Graves se volvió hacia mí.
—¿Hay algo útil en el informe?
—Sólo una cosa, y no está comprobada. Lassiter tenía una hermana llamada Betty que fue arrestada con él por una acusación de venta de droga. Hay una mujer que se llama Betty en Los Ángeles, con una ficha policial por narcóticos; es pianista en el local de Troy. Afirma llamarse Betty Fraley.
—¡Betty Fraley! —exclamó Félix desde la cocina.
—Esto no es asunto tuyo —comentó Graves con desagrado.
—Espera un minuto —dije—. ¿Qué sucede con Betty Fraley, Félix? ¿La conoces?
—No la conozco, pero he visto sus discos en la casa de huéspedes del señor Taggert. Me fijé en el nombre mientras limpiaba.
—¿Es eso verdad? —preguntó Graves.
—¿Por qué habría de mentir, señor?
—Veremos qué tiene que decir al respecto Taggert —afirmó Graves mientras se disponía a salir.
—Espera un momento, Bert. —Puse mi mano sobre su hombro en tensión—. Intimidarlo no nos llevará a ningún lado. Incluso si Taggert tiene discos de esa mujer, eso no tiene por qué significar nada. Ni siquiera estamos seguros de que sea la hermana de Lassiter. Y quizá Taggert sea un coleccionista.
—Tiene una colección muy grande —dijo Félix.
Graves era terco.
—Creo que tendríamos que echarle una ojeada.
—Pero no ahora. Taggert puede ser todo lo culpable que quieras, pero no conseguiremos que Sampson vuelva si nos obcecamos con esto. Espera hasta que Taggert no se encuentre allí. Entonces echaré un vistazo a sus discos.
Graves dejó que lo empujara nuevamente hacia su asiento. Se oprimió los párpados cerrados con las yemas de los dedos.
—Este caso es un auténtico embrollo —dijo.
—Lo es. —Graves sólo conocía la mitad—. ¿Se ha dado aviso de la desaparición de Sampson?
Abrió los ojos.
—Anoche a las diez. Hemos alertado a la policía de carreteras y al FBI, y a las comisarías y sheriffs de condados desde aquí a San Diego.
—Será mejor que te ocupes del teléfono —le dije—. Transmite otro telegrama de aviso. Esta vez respecto a Betty Fraley. Que abarque todo el sudoeste.
Sonrió irónicamente, con la mandíbula hacia fuera.
—¿No se encuentra todo esto subsumido bajo la categoría de la torpeza?
—En este caso creo que es necesario.

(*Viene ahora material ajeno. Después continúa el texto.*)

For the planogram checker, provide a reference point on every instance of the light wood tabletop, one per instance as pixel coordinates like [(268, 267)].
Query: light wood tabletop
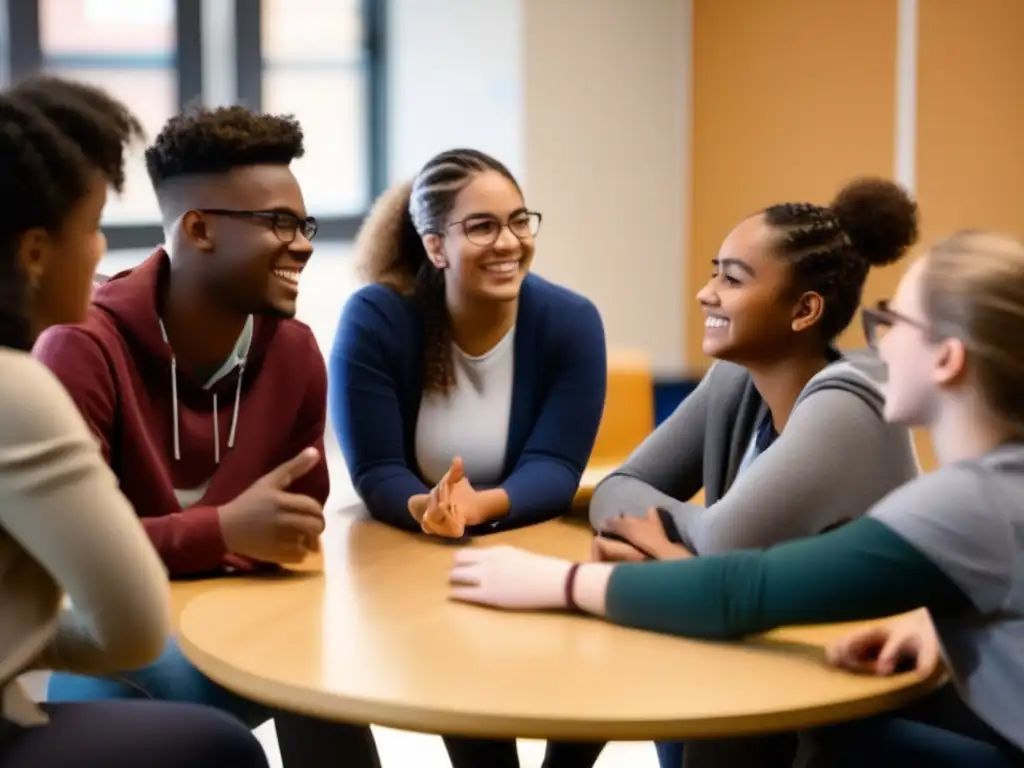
[(370, 635)]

Si no conseguimos rápidamente dar con Betty, alguien nos ganará la partida. Dwight Troy va tras ella.
Me dirigió una mirada de curiosidad.
—¿Dónde has conseguido esa información, Lew?
—Fue difícil de conseguir. Hablé con Troy anoche.
—¿Está involucrado en todo esto?
—Ahora sí. Creo que quiere los cien mil para él, y creo que sabe quién los tiene.
—¿Betty Fraley?
Sacó una libreta del bolsillo.
—Supongo. Pelo negro, ojos verdes, facciones regulares, metro sesenta, entre veinticinco y treinta años, probablemente drogadicta rehabilitada, delgada pero bien formada, y atractiva si a uno le gusta jugar con reptiles. Se la busca por sospecha de asesinato de Eddie Lassiter.
Elevó la vista con severidad.
—¿Es otra suposición, Lew?
—Llámala así. ¿Lo transmitirás?
—Inmediatamente.
Se encaminó hacia la despensa.
—Ese teléfono no, Bert. Está conectado con el de la casa de huéspedes de Taggert.
Se detuvo y se volvió hacia mí con expresión abatida.
—Pareces estar muy seguro de que Taggert es nuestro hombre.
—¿Te destrozaría el corazón si lo fuera?
—No el mío —dijo, y se dio la vuelta—. Usaré el teléfono del estudio.